The era of technological innovations and forward thinking require a mindset diametrically opposed to the bureaucratic staleness which, without any checks and balances, can cause disaster. Apathy is not only a drag, it can be outright destructive.

It was quite revealing listening to the educator, Dr K.B. Tandoh of AGA School in Obuasi, share the following analogy. He said in the airline industry, the pilots who fly a plane to say Ghana from New York, are not the same pilots assigned to fly the plane back. Rather than take things for granted from the aloofness that borders on familiarity with the experience of the earlier flight, the fresh pilots commit themselves to rechecking the safety standards anew to avoid unexpected mishaps.

It’s so disappointing to go to schools in some districts to find that even in the rare cases where you find computers, they are covered up with “broni we wu” blankets and bedsheets. Rather than admit their own deficiencies, the heads retort that the students will spoil the equipment. In lieu of actual hands-on practice, the students are made to chew “yes or no” answers, or shade multiple choices for grades. That is patently senseless! In one instance, I virtually had to beg the heads to please allow the students to use the machines while assuring them that the machines would break only if they were dropped.

In Ghana, when we quote Proverbs 22:6, “Train up a child in the way he should go: and when he is old, he will not depart from it” the only sensible action ascribed to the words by many are the whippings and devious punishments claimed to develop a good character. What a world to grow in!

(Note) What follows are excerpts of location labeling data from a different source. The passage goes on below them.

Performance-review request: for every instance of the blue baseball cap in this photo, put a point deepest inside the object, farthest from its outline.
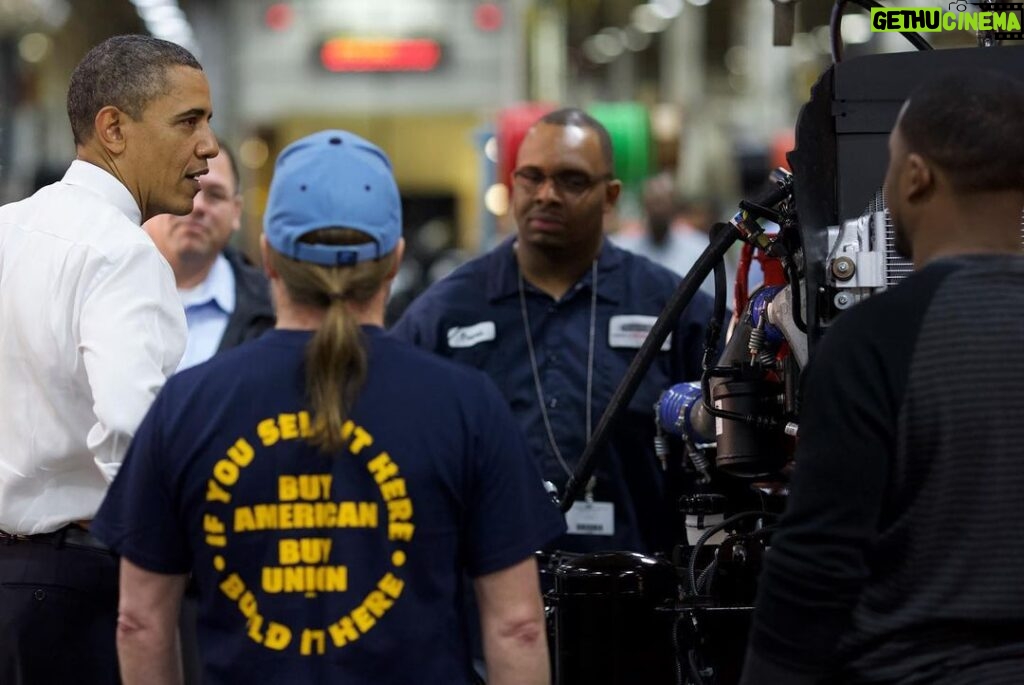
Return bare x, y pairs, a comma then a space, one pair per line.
333, 179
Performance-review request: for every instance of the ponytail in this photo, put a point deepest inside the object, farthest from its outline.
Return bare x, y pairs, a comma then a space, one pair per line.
336, 356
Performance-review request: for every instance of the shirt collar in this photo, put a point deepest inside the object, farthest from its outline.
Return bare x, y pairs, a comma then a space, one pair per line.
503, 275
105, 185
217, 288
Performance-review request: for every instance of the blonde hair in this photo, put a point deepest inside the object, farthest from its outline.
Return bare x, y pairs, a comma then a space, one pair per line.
336, 357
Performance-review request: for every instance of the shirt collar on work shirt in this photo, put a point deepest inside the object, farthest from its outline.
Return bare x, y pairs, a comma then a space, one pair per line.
105, 185
503, 280
217, 288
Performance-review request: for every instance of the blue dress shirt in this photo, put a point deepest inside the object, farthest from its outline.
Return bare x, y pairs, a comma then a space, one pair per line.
474, 316
208, 306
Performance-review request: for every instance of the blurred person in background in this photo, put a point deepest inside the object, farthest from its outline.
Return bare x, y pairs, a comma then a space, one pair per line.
555, 314
328, 485
664, 236
226, 299
90, 327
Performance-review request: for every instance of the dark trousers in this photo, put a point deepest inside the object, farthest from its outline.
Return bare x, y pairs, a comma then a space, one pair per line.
58, 609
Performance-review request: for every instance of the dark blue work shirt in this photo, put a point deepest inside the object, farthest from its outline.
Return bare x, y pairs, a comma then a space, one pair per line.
316, 566
474, 316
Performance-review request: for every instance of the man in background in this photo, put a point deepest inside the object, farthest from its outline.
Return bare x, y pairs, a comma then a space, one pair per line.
898, 559
555, 315
226, 300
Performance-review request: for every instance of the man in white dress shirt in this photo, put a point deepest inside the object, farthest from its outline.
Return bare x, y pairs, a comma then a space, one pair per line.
90, 326
226, 300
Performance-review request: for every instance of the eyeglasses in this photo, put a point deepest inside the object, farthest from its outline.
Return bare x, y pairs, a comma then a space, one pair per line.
565, 182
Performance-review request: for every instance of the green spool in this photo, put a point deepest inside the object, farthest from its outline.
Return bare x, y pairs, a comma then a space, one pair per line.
629, 128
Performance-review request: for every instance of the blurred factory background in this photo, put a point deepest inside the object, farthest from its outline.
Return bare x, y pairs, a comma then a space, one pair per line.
695, 88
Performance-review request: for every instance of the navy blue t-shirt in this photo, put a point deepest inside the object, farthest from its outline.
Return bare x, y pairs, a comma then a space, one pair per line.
475, 316
315, 566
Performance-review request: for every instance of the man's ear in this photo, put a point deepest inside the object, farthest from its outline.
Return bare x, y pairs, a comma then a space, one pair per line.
264, 253
611, 191
919, 177
110, 126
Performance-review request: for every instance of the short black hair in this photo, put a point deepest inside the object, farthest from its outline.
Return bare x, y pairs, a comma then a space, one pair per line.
971, 125
127, 72
577, 117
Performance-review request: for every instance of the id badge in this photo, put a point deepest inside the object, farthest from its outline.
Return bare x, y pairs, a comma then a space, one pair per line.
591, 518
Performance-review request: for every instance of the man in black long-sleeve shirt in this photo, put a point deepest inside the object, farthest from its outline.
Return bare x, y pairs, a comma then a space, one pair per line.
899, 558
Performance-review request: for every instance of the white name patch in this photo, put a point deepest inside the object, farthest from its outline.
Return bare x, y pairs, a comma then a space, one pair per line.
467, 336
631, 330
591, 518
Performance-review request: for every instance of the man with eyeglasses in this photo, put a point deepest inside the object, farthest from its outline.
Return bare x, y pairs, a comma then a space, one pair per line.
555, 314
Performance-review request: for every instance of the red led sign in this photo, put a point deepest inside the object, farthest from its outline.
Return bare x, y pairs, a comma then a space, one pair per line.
380, 54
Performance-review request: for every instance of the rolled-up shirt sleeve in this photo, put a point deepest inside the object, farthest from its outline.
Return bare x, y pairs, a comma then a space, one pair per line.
132, 335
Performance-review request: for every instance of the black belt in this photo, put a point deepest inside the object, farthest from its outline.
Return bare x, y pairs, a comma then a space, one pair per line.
70, 536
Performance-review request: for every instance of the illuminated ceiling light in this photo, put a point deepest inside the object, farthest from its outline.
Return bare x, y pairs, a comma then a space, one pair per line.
737, 59
279, 16
856, 29
668, 9
496, 200
636, 40
34, 47
593, 51
611, 41
646, 19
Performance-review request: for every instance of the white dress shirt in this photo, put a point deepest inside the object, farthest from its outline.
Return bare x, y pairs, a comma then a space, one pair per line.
208, 306
90, 327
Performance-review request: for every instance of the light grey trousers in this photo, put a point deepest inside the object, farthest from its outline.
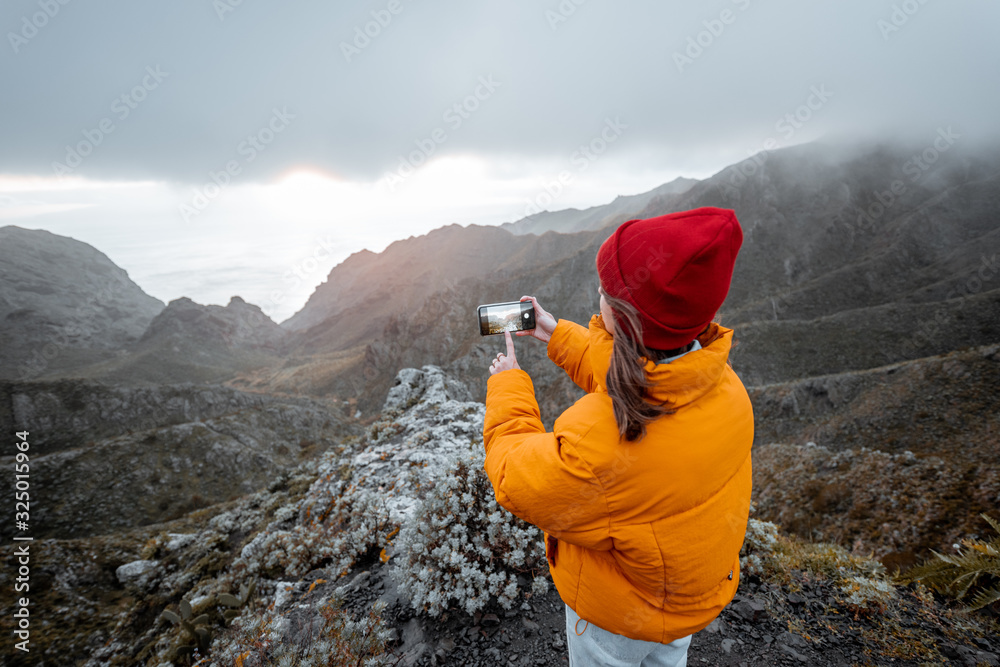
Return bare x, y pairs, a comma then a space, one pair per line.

Little did it occur to the culprits that the youth need skills to work productively and that is the way they should go to steer their future with determination and confidence. It’s amazing how the very word “skills” or “work” has become an anathema in the culture of the nation’s curricula developers.

In the column “Innovative solutions through digital technology: Examples from the Kofi Annan Centre of Excellence and Harvard University (June 18, 2012) I asked, “Must we watch on, bow to failure one opportune era after another and accept the nation’s education relegated to the bottom heap?

It’s as if the youth dropping out in such large numbers doesn’t matter, and that Ghana in particular, and Africa in general must accept the status quo. Quality education for the youth to advance in useful ways is the new civil rights. Opportunities for solutions initiated by young people are today’s challenges.” Stay blessed.